Randy cupped his hands as if holding a trapped butterfly and took his guest indoors.
He wiped off an already-clean plate with the bottom half of his shirt, set it in the middle of his dining table, and positioned the seed in the plate’s center.
Randy knew that in big moments like these, you didn’t blather on with every question that came to mind. You collected your thoughts, made each word count.
If this being possessed intelligence enough to talk, Randy might learn why these pods came here and what it was like on their planet, or star, or spaceship. Considering the possibility of becoming an alien/human go-between, he grabbed a pen and paper from the junk drawer, and situated them in front of the chair.
Still, he stayed standing. What if this thing mind-zapped him or detonated? He should talk to someone, and let them snow he was talking with one of the seeds.
His mother died years ago. His father called himself an “active retiree,” whatever that meant, which left his sister, Sheila.
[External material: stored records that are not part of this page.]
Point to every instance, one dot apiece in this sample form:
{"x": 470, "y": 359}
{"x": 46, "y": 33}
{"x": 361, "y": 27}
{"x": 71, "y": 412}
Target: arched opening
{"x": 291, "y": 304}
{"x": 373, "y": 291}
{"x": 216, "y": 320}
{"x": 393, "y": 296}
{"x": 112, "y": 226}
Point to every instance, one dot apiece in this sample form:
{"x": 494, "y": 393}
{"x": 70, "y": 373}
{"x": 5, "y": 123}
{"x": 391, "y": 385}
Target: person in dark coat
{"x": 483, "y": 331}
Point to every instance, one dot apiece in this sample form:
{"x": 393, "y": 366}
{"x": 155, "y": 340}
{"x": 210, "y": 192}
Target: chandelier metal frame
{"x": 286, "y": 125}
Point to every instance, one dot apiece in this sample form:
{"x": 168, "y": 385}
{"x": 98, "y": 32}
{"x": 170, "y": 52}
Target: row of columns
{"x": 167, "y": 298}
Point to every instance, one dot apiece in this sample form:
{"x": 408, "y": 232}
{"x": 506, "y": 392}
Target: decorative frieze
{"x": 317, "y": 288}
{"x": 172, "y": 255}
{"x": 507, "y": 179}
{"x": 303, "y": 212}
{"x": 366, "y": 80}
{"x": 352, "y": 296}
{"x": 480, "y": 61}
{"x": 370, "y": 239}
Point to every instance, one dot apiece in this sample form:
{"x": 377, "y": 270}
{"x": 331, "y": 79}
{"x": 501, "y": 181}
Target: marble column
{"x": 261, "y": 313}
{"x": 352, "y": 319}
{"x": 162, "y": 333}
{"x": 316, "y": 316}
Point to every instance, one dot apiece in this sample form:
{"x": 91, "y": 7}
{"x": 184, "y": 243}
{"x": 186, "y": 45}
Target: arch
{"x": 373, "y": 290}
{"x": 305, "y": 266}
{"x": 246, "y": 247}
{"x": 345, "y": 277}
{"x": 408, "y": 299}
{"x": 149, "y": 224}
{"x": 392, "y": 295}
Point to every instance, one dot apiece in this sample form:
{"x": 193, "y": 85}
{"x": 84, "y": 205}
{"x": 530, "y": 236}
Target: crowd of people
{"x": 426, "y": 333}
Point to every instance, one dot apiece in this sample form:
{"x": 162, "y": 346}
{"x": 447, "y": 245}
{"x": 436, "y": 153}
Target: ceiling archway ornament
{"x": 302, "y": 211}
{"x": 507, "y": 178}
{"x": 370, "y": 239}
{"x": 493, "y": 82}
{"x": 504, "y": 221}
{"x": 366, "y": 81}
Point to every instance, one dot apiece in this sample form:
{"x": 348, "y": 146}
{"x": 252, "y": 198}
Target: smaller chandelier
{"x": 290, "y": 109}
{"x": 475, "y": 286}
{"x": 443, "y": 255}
The house phone hung on the wall between the kitchen and the living room. As he reached for it, a question surfaced: What percentage of the world still used house phones? Who, in this day and age, didn’t own a cellular? Randy never had, never would. Perhaps not having spent a thousand dollars on a phone save some part of his brain which allowed this communication. Everything happening at that moment felt unreal, bringing up a word that always tickled Randy when he got down on himself, fate.
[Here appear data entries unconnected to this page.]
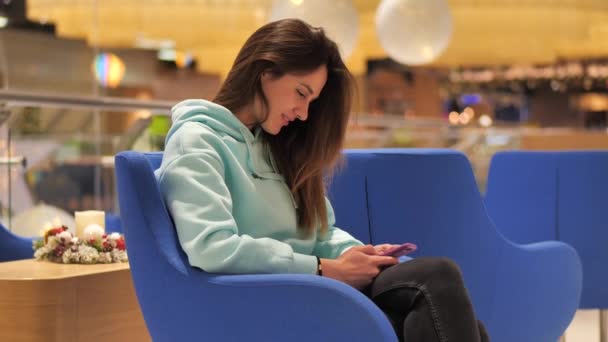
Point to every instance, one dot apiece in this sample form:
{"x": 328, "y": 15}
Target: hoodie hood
{"x": 222, "y": 120}
{"x": 217, "y": 117}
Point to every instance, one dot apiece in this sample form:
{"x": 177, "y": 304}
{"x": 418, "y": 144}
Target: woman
{"x": 243, "y": 179}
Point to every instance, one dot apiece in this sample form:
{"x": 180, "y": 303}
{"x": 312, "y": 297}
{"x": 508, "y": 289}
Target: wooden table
{"x": 44, "y": 301}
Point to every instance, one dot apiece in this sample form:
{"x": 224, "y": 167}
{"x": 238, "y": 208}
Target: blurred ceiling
{"x": 486, "y": 32}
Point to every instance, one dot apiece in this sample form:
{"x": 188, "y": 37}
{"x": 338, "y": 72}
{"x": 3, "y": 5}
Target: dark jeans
{"x": 425, "y": 300}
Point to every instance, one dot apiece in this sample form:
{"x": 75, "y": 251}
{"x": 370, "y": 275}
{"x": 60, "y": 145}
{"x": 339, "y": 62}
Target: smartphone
{"x": 401, "y": 250}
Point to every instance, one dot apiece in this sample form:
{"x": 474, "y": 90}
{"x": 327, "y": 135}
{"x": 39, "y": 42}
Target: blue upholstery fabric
{"x": 13, "y": 247}
{"x": 576, "y": 210}
{"x": 181, "y": 303}
{"x": 348, "y": 195}
{"x": 429, "y": 197}
{"x": 519, "y": 187}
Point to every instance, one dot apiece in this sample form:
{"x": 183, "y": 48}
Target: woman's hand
{"x": 384, "y": 247}
{"x": 358, "y": 266}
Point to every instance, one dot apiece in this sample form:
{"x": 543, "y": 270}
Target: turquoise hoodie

He understood things better than most, all with no education, which meant no crazy-liberal influence. Being the
only super smart man in fifty miles led to his being a loner. Isolation created a lot of time to think—almost as if he was training his brain. Big thoughts about the Astros management and immigrants taking his job caused alcohol consumption. That gave him a messed-up sleep pattern, which had gotten him fired more times than he could count, which left him poor. Poverty forced him to ride a bike and stay in shape.
Everything fit. It all made sense.
He snatched the phone and dialed his sister’s Connecticut number.
Sheila loved him, not his theories. Besides, her normal nine-to-five soccer-mom thinking would prevent her from comprehending how the universe had selected her younger brother to be the first person they’d talked to.
Her husband, Mike, answered, and Randy asked for Sheila. “Pretty wild stuff, huh?” Mike said.
Randy almost went into it with him. Instead, he kept it simple. “Sure is. You watch ’em land?” He heard another receiver lift.
“You know I did. Your chicken sister stayed in the garage all paranoid, but you know me. I went out there, spread my arms, and spun in a circle. Didn’t I, babe?”
“He sure did,” she said with less annoyance than Randy would have.
“Not too bright, but the kids loved it. Who’s calling?”
“The Randinator,” Mike said. “See you, bud.”
“Yep.”
One line went dead, taking tension with it.
When his sister spoke, her voice quavered with concern. “Is everything okay, Randall?”
It’s more than okay, he tried to say, but his mouth stayed tight. He had planned to get right into it. He had been downright amped to do so, but regardless of the effort, the words he wanted to share about alien chats wouldn’t form, so he said, “Yep.” Moment passed as he admired the floor, the empty sink, as he struggled to voice his experience. Finally, he mustered, “This is really something, ain’t it?” Perhaps he needed to push through small talk before breaking the big news about their speaking.
“Yeah, it’s crazy up here. Me and the kids buried a few. We…” She paused. “Josie cried.”
That’s really neat, sis, but I talked with them, he wanted to shout. Instead, he said, “They’re so golden.”